Bigas Luna, like Almodovar, became famous after the 1975 death of dictator Francisco Franco.

Luna’s second feature, 1978’s “Bilbao,” rolled off the new sexual liberties to portray a hen-pecked husband who kidnaps a prostitute to slake his sexual frustrations, hanging her from his ceiling like a religious martyr.

“Bilbao” initiated Bigas Luna’s long-term exploration of sexual and emotional inadequacy, set in the context of social repression.

This inspired the 1990’s sexual awakening drama “The Ages of Lulu,” whose S & M orgy was cut by the British Board of Film Classification.

These themes are evident in Bigas Luna’s finest film achievement, his Iberian Trilogy, produced by Andres Vicente Gomez: “Jamon, Jamon” (1992), “Golden Balls” (1993) and “The Tit and the Moon,” (1994).

A celebration of earthy Spanish pleasures, mixing old and new habits, ranging from Spain’s roadside brothels to its hams and omelettes in “Jamon, Jamon,” machismo and construction boom in “Golden Balls” and Catalan human towers in “Tit and the Moon.”

Between directing 1985 amor fou meller “Lola,” Bigas Luna twice made a play for the international market with English-language movies, 1981’s religious cult drama “Reborn,” with Dennis Hopper, and 1987’s underrated horror-film-within-a-horror-film “Anguish.”  The movies of his trilogy remain his best performing films abroad, however.

A graphic artist in his early career and a lifelong painter, Bigas Luna was often ahead of his times.

He gave Penelope Cruz, Javier Bardem and Jordi Molla their big break in “Jamon, Jamon,” ended “Lola” with a teen Ariadna Gil swimming, established a digital cinema workshop in 1999, set 2006’s teen-dreams drama “I Am La Juani,” in Spain’s new suburban high-rise sprawl, which has re-shaped the

 

country, and spent years raising the finance for 3D movie “Second Origen,” which he left unshot.

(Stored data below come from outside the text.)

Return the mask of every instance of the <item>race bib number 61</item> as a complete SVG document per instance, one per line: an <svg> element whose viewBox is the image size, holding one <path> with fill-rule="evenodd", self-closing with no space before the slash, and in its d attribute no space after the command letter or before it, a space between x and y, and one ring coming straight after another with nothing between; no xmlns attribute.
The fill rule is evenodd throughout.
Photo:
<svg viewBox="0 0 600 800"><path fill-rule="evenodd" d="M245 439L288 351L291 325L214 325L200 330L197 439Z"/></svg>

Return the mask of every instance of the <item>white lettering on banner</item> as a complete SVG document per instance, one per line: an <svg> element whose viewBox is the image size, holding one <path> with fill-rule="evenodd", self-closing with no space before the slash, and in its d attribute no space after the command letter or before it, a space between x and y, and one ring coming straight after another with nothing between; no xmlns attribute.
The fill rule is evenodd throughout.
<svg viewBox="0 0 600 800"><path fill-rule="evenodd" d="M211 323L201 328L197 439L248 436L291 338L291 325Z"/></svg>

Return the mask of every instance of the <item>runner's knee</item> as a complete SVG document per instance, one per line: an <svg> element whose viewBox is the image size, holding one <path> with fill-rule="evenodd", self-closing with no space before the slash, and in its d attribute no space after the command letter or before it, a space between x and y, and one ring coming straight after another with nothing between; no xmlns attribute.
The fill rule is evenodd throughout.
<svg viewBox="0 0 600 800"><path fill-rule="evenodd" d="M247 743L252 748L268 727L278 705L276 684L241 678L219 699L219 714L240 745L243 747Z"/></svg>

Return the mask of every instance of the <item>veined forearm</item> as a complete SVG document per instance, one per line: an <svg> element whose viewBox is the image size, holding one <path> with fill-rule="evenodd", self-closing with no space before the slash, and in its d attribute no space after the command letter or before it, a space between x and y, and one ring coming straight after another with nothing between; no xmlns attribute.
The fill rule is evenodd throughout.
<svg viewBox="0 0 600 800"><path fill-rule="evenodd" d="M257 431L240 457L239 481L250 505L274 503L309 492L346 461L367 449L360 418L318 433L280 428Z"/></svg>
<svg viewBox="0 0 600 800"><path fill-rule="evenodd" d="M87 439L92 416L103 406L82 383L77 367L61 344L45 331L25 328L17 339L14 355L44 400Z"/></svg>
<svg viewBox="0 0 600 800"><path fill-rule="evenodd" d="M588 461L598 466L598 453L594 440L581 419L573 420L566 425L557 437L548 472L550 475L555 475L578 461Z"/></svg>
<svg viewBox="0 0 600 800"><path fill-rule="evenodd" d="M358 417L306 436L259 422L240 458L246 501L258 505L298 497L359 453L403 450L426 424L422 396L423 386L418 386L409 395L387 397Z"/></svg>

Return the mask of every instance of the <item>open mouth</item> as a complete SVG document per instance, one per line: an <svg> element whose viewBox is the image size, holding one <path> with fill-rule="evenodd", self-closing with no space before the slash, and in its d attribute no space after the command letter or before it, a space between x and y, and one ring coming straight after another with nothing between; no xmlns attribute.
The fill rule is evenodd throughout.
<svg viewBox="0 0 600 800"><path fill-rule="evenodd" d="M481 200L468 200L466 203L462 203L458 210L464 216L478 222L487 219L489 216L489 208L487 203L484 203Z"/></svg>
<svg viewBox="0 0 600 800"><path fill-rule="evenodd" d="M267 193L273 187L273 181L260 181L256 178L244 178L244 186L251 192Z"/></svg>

A generous agourmet, Bigas Luna grew grapes and, in one of his last public acts in December, offered friends wine from his vineyard and Jabugo ham from Iberian pigs he raised in oak woods in Extremadura.

“Jamon, Jamon” changed my life,” Penelope Cruz said Saturday in a written statement. “Bigas was one of the wisest persons I’ve known, living the present and enjoying the small things in life.”

“I owe Bigas the woman I love, two soulmates and a career I never dreamed I’d have,” Javier Bardem added. “When confronted with any conflict, rather than drama and anguish, he preferred a smile, love and a good slice of ham.”